In a study, a team from the Pratt School of Engineering pushed semiconductor quantum dots to emit light at more than 90GHz. This so-called plasmonic device could one day be used in optical computing chips.
"This is something that the scientific community has wanted to do for a long time," said Maiken Mikkelsen, assistant professor of electrical and computer engineering and physics at Duke. "We can now start to think about making fast-switching devices based on this research."
When the researchers shone a laser on the surface of a silver cube 75nm wide, the free electrons on its surface began to oscillate together in a wave. These oscillations create their own light, which reacts with the free electrons. Energy trapped on the surface of the nanocube in this fashion is called a plasmon.
The plasmon creates an intense electromagnetic field between the silver nanocube and a thin sheet of gold placed 20 atoms away. This field interacts with quantum dots that are sandwiched between the nanocube and the gold.

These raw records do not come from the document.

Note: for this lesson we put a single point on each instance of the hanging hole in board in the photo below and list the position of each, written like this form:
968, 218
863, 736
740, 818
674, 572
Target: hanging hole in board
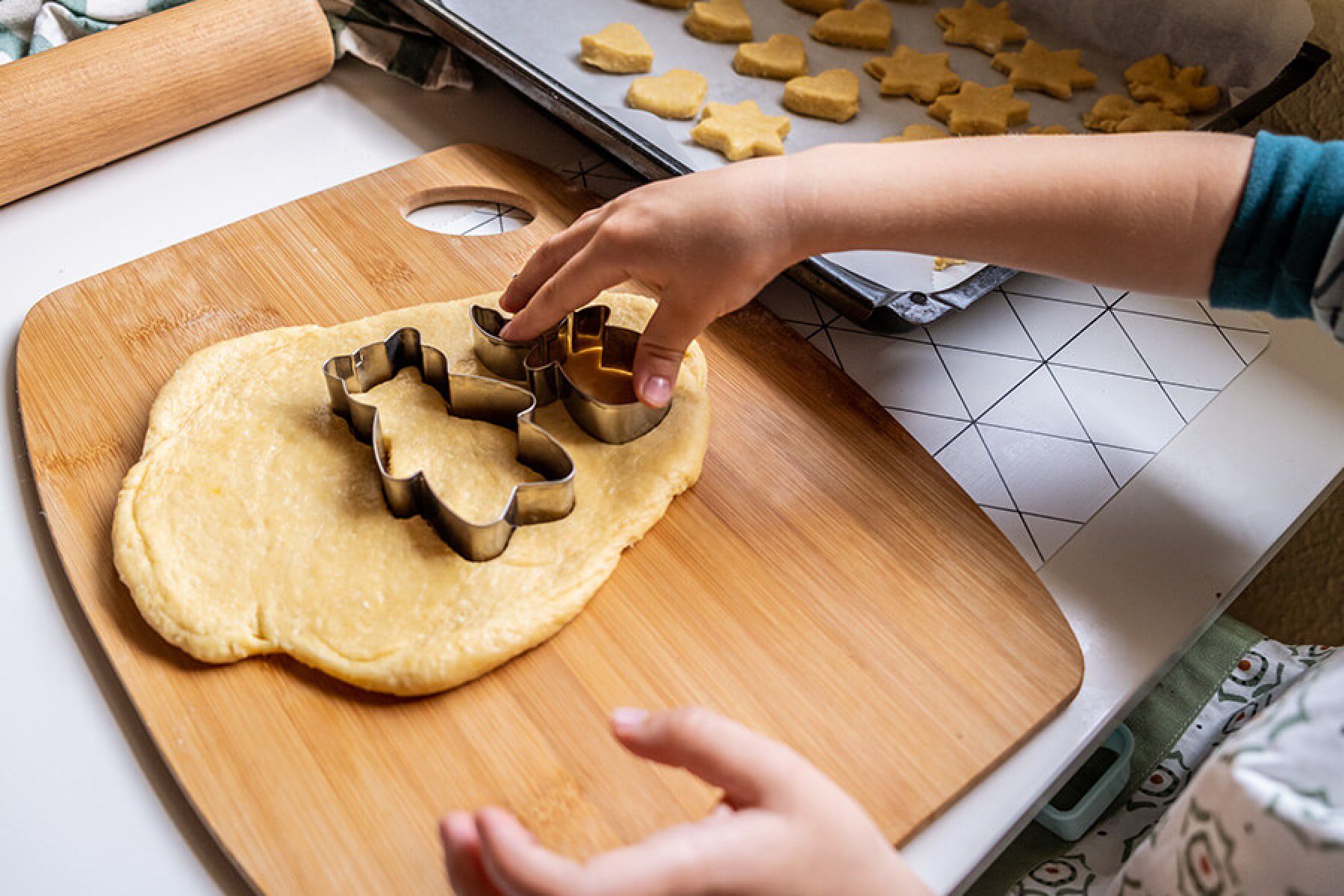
470, 217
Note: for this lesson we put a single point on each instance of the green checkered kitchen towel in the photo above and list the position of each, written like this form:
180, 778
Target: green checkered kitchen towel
369, 30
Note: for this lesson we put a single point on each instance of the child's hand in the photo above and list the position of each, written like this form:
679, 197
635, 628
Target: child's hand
783, 829
706, 242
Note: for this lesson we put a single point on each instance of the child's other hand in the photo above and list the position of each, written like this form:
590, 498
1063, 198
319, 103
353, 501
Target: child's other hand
705, 242
783, 829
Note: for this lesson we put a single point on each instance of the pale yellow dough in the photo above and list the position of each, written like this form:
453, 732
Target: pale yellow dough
255, 521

The quantum dots, in turn, produce a directional, efficient emission of photons that can be turned on and off at more than 90GHz.

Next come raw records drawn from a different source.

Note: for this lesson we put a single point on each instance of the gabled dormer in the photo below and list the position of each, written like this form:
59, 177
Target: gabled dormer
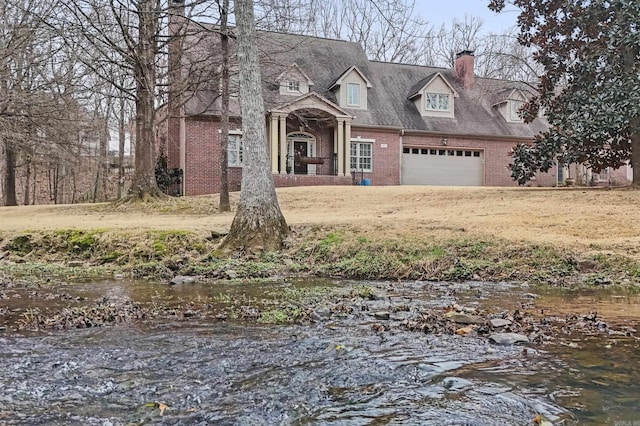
434, 96
293, 81
351, 89
509, 103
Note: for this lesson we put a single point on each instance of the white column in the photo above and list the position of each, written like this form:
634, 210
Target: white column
347, 147
341, 146
273, 142
283, 144
336, 148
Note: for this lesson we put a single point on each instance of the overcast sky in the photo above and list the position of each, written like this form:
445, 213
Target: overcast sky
444, 11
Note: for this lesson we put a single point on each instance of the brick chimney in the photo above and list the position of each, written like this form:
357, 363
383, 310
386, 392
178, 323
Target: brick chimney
464, 68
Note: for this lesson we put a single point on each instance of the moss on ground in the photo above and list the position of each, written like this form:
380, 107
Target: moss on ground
317, 251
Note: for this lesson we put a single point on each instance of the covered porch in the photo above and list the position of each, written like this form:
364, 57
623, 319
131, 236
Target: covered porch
309, 140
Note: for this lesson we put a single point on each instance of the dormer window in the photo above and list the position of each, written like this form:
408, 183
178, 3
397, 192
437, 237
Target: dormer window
434, 96
436, 101
351, 89
294, 86
293, 81
515, 107
353, 94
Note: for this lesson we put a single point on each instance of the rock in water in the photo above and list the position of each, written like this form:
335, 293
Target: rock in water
182, 279
459, 318
508, 338
499, 322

"There is great interest in replacing lasers with LEDs for short-distance optical communication, but these ideas have always been limited by the slow emission rate of fluorescent materials, lack of efficiency and inability to direct the photons," said Gleb Akselrod, a postdoctoral researcher in Mikkelsen's laboratory. "Now we have made an important step towards solving these problems."
The group is now working to use the plasmonic structure to create a single photon source - a necessity for secure quantum communications - by sandwiching a single quantum dot in the gap between the silver nanocube and gold foil. They are also trying to precisely place and orient the quantum dots to create the fastest fluorescence rates possible.